Después de esa primavera apabullante llegaría la vuelta a Madrid y el choque con otra realidad pandémica: la del vacío, la desolación y la crispación. “Cuando llegué a la puerta de mi casa, paramos el coche para bajar el equipaje y empezamos a oír un ruido raro. Eran las 8 de la tarde. De repente, miro para arriba y veo a una señora muy mayor, de unos 80 años, tocando con una cacerola”, recuerda Llamazares. “Lo primero que pensé fue: ¿Esta señora nunca ha tenido ocasión a lo largo de su vida de salir a la ventana a golpear una cazuela para pedir libertad, habiendo vivido lo suyo, hasta que ha llegado un virus del que nadie tiene la culpa?”, reflexiona el escritor de La lluvia amarilla durante una entrevista con El HuffPost. Hasta ahora, esa es la imagen del Madrid pandémico que más le acompaña.
¿Cómo vivió el aislamiento y la soledad del confinamiento por la pandemia?

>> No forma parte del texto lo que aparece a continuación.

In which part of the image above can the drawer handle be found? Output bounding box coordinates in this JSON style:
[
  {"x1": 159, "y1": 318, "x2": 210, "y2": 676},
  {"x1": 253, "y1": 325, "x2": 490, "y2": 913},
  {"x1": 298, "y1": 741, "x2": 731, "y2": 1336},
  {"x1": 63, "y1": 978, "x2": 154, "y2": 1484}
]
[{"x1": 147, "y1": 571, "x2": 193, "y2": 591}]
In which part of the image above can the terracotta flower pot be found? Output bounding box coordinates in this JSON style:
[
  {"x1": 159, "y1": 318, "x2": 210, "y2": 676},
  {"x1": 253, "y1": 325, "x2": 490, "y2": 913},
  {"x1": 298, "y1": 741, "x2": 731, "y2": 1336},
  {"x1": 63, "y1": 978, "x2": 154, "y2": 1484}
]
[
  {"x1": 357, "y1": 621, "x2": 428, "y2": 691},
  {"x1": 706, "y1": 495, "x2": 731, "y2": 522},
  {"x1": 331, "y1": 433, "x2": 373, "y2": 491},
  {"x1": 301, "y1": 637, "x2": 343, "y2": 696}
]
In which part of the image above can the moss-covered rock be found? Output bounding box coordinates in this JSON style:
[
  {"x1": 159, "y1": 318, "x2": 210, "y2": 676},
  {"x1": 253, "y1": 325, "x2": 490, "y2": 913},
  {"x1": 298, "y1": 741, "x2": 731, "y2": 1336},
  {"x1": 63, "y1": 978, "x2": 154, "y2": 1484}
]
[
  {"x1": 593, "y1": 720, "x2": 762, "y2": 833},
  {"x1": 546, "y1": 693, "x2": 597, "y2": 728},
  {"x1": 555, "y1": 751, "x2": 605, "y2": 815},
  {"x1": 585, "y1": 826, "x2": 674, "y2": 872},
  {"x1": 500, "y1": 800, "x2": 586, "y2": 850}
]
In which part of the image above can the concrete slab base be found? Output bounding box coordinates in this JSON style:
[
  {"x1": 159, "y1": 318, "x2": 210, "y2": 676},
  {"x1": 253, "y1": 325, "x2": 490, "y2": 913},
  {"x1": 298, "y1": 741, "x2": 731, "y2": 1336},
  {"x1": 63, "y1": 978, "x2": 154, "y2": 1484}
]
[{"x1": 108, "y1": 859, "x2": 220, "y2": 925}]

He sido un privilegiado, porque he pasado el confinamiento en pleno campo de Extremadura, con la posibilidad de pasear casi todo lo que quería, aparte de asistir al paso de la primavera por una región donde la primavera es un espectáculo y encima con la naturaleza en plena libertad, porque no había gente por los caminos y los animales estaban en su hábitat natural, nunca mejor dicho.
En mi caso, hablar de confinamiento casi es una provocación. De hecho, cuando hablaba con amigos o con familiares, procuraba no contar mucho para no ofender.

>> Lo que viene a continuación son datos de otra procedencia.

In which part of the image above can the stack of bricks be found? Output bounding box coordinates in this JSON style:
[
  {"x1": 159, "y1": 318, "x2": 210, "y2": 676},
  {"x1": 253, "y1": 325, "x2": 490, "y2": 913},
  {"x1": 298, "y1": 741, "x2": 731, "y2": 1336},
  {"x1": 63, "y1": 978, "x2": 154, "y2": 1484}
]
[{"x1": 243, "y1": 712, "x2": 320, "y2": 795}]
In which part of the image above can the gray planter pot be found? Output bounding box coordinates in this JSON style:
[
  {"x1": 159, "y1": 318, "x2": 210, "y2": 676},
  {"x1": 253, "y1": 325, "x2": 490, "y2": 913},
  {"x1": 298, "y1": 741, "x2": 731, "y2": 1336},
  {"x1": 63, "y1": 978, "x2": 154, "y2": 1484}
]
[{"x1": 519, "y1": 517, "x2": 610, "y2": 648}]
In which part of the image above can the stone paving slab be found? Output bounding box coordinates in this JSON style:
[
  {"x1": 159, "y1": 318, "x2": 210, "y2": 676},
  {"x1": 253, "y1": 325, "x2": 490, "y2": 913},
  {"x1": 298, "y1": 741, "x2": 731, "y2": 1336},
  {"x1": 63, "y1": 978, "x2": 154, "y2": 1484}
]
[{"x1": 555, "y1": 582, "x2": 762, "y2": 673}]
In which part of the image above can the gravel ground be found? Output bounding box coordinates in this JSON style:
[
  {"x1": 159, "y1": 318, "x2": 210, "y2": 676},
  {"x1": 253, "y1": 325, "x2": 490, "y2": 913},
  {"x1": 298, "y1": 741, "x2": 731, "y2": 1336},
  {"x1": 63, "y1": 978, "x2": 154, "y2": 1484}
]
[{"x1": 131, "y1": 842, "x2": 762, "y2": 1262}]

¿Hubo alguien que le echara en cara esto, o el hecho que se fuera sólo un día antes de la declaración del estado de alarma?

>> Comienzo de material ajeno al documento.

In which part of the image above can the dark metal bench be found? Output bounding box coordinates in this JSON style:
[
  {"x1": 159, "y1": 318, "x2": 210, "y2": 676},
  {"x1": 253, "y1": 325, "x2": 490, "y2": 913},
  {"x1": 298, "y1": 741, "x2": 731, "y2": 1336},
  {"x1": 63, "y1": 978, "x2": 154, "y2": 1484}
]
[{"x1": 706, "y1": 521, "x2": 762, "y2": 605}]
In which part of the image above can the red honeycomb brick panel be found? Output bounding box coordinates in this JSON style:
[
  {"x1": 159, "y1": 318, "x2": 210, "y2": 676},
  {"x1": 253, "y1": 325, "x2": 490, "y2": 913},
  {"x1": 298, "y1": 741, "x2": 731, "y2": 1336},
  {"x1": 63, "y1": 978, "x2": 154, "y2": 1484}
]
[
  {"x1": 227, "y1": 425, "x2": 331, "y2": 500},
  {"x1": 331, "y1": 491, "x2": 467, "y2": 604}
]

En bromas alguno sí, pero yo no molestaba a nadie. Me fui a una casa en medio del campo y el pueblo más cercano estaba a 3 o 4 kilómetros y no tenía prácticamente contacto con nadie. Tengo un amigo que vive en Pekín y que llevaba tiempo advirtiéndome de lo que iba a ocurrir, porque ellos ya lo estaban viviendo. Él llevaba dos meses encerrado sin poder salir, y siempre me decía: ‘Iros de Madrid, porque os van a encerrar y no vais a poder salir ni a la calle’.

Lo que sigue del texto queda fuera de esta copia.